Here is a small “character slicing” demo that I was working on recently. It started as an innocent discussion at work. Somebody asked if it would be technically possible to cut a character at runtime with an arbitrary plane, and have the cut pieces continue using the character’s animation file for some frames, before going ragdoll. Some people said “forget it” because of the huge amount of work involved. I said “yes you can”, and then went ahead and proved it:
www.codercorner.com/Code/CharacterCutDemo.rar
The demo was made at home in the evenings, using an old Unreal character. Here is a video featuring a more modern character:
http://www.codercorner.com/Movies/CharacterCut.avi
There is a ridiculous amount of steps in this algorithm, although all of them are relatively simple. On top of my head:
- do software skinning for one frame, to get access to the character’s geometry
- cut the graphical mesh with a plane. This creates new vertices and triangles.

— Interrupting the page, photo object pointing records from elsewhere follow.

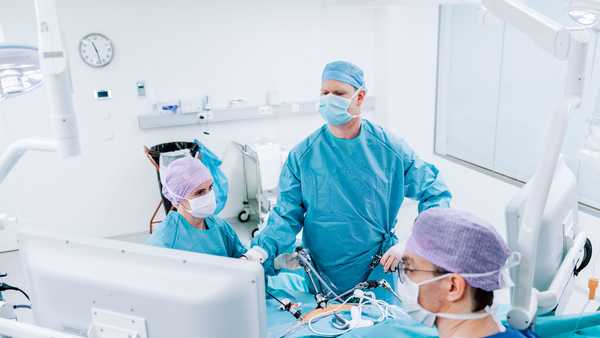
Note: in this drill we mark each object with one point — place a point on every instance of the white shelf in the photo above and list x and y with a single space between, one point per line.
153 121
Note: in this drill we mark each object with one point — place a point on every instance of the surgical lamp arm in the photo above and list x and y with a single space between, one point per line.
545 32
561 43
57 78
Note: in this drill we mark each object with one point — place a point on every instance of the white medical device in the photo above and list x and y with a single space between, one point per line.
542 222
20 67
105 288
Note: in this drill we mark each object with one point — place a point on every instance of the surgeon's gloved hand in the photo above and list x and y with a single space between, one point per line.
287 261
257 254
392 258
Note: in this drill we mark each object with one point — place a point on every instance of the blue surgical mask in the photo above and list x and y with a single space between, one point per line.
334 108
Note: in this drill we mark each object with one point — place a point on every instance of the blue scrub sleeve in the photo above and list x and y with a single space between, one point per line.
422 182
235 248
286 219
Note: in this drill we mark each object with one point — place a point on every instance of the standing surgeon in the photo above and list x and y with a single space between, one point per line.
344 185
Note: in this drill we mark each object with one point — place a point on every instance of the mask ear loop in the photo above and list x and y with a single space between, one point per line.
355 95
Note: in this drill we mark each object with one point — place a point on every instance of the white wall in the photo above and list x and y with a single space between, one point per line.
181 49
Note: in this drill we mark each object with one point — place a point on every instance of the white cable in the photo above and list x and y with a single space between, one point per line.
365 298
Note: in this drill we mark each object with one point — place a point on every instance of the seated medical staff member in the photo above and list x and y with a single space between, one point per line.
344 186
452 264
187 183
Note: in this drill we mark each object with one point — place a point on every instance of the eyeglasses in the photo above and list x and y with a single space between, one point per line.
403 269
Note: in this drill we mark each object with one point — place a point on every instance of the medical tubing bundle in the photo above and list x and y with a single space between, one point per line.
365 298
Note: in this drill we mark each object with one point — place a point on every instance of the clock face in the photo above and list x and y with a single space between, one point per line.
96 50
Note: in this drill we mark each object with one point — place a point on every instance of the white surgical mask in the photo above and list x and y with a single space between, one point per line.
203 206
408 291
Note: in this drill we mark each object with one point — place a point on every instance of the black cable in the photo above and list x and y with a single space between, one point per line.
6 287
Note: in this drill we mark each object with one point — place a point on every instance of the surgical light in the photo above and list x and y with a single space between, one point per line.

- compute new vertex data for the new vertices. You can lerp your way out of troubles for position / UVs / normal(s) / colors, but you can not interpolate the skinning data, so you need something else to figure out bone IDs and weights.
- triangulate the hole(s) you just created in the character’s surface. Replicate boundary vertices, compute new vertex data for those.
- optional: update vertex colors so that the vertices nearby the cut plane get a red tint.
- re-split the character for HW rendering (e.g. see “Skin Splitting for Optimal Rendering” in GPG6). When using HW skinning the character has already been cut to several batches, each batch using a limited number of bones depending on HW constraints. The nasty thing is that you can not cut each batch individually, as it creates troubles later on when triangulating the holes. So you need to put the skin back in a single batch, cut it, then re-split it according to HW limits.
- slice the bones’ bounding volumes. This may only work with boxes and convexes, as a sliced sphere or capsule gives you a non-trivial shape that your physics API might not support. Recreate physics shapes for cut volumes.
- duplicate physics bodies across the cut line. One issue here is that a vertex on one side of the cut plane might still reference bones located on the other side. So you need to choose between either fixing all the (now) invalid bone references in the vertex buffer, or let the bones exist as ghosts on the other side of the plane. Both approaches have pros and cons.
- disable joints across the cut line. Some subtleties here.
- create two new skins with the newly created graphics data, skinning data and physics data…
- optional: add extra effects like particles or blood spats, and sounds
I’m glossing over a fair amount of minor details and potential refinements, but that’s the rough road map.
August 14th, 2009 at 12:01 am
Really good, you could implement it to KonokoPayne if you plan to add swords / sharp weapons.
September 2nd, 2010 at 12:09 pm
Really “nice” demo!
Saw the rising trailer and asked myself how they get this one to work, and tada!
One thing: Why are multiple cut lines not allowed/possivle?